Probably great for fundraising, especially as, by some assessments, Obama is starting to win the spin war on it. Greg Sargent at TPM frames it as a battle for who's being victimized (remember Hillary nearly crying?) with Barack coming out on top:

Right now -- if media coverage, pundit opinion, and insider chatter among Dems is any guide -- it's hard not to conclude that Obama is winning this particular spin war handily.

At risk of overgeneralizing, much media coverage and commentary right now appears to be hewing closer to the Obama campaign's chosen narrative, which is roughly that the Clinton machine is using every gutter tactic at its disposal to halt the triumph of new politics and the making of history.

Every gutter tactic includes racial innuendo and just plain willful mischaracterization, all in service of the Karl Rove-style tactic of going after your opponent's strength, rather than their weakness. Most recently, this has meant attacking Obama's honesty. But are the Clintons (and how Soprano are they seeming now -- their own ad prophetic) playing with fire?:

The Clinton campaigns emphasis of experience throughout the campaign is entirely consistent with the perceived importance of the competence/experience brand. Emphasizing areas of perceived strength in a campaign's final days is a basic element of Political Strategy 101, which makes the sudden, blistering shift to issues of personal character by both Clintons so curious.

Of course, Schmelzer was right to hedge. Only time will tell," he wrote on Tuesday, whether the "trust/truth narrative" would overtake the "'experience' narrative of the past few weeks," or whether such a shift might benefit Obama "at the polls."
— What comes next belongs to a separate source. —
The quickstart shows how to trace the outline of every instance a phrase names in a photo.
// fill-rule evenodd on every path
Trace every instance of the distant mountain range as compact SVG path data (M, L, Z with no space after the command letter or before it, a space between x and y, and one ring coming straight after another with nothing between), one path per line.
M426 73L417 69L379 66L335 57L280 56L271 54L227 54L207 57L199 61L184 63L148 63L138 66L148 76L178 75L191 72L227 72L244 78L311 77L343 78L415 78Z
The last 24 hours, however, brings signs that the coverage may be changing: A front page story in today's Washington Post takes sides in the Clinton-Obama dispute, hitting a Clinton radio ad for repeating a "discredited charge" against Obama and "juxtapos[ing] it with GOP policies that Obama has never advocated." A companion editorial in goes further, concluding that this "episode does not speak well" for Clinton's "character and judgment."


And there's nothing the GOP likes to run on more than their own twisted yet successful meme of "character."